DEIA: A toda luz
Asier Vallejo Ugarte
Había expectación por volver a escuchar en la Filarmónica (van nueve veces) a la Chamber Orchestra of Europe, que en poco más de tres décadas ha entrado por méritos propios en el grupo de orquestas históricas de nuestro continente. Con total claridad resplandecen al natural el sonido áureo de los metales, la tersura de las maderas y las mil luces de la cuerda. Las Seis danzas alemanas D 820 de Schubert, orquestadas por Webern, casi supieron a poco, pues volaron en un suspiro, como los primeros rayos de sol de la primavera. El ruso Vladimir Jurowski, director principal de la Filarmónica de Londres, huracán imparable, con una mano izquierda que es música en sí misma, se concentró en el Concierto para violín de Beethoven y dio con una exacta métrica de flujo y cambio, fortalecida por diáfanas texturas y súbitos contrastes, a veces extremos. Pero la batalla del lirismo la ganó por amplia ventaja el fabuloso violín del alemán Christian Tetzlaff, que luego de un tímido comienzo cortó la respiración de la sala en el Larghetto central merced a unas sonoridades extraordinariamente etéreas.

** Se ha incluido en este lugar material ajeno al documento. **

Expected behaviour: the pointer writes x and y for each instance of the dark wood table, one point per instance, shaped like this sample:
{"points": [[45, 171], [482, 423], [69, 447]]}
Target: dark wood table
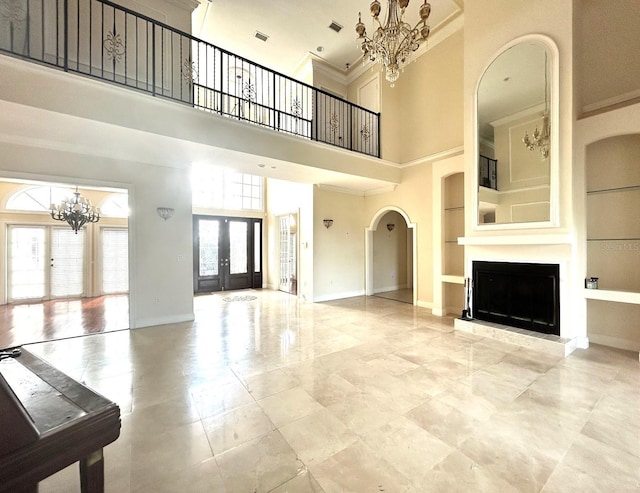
{"points": [[48, 421]]}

Se palpaban en la pausa las reticencias hacia los Cinco movimientos para orquesta de cuerda de Webern, aunque esa música (1909) está temporalmente más cerca de los días de Beethoven que de los nuestros, no lo olvidemos. Limpiaron los polvos de un programa de matices muy clásicos. Además Webern no fue nunca un rupturista ajeno a la tradición, más bien al contrario, por lo que esa obra (austera, asimétrica, atonal) encontró su sitio en la antesala de la Trágica de Schubert, una sinfonía amplia, afirmativa, proporcionada y bien ensamblada que armonizó enteramente con la contundencia, los juegos de acentos y la personalidad vitalista de la batuta. Creen muchas personas que una orquesta de cámara no puede penetrar en el fondo dramático de las sinfonías de esa época, que siempre les faltará un punto de fuerza, sin reparar en la transparencia que se gana con el cambio. Lejano el vendaval, una bellísima página de Rosamunde despidió la noche una con una serenidad y una placidez puramente schubertianas.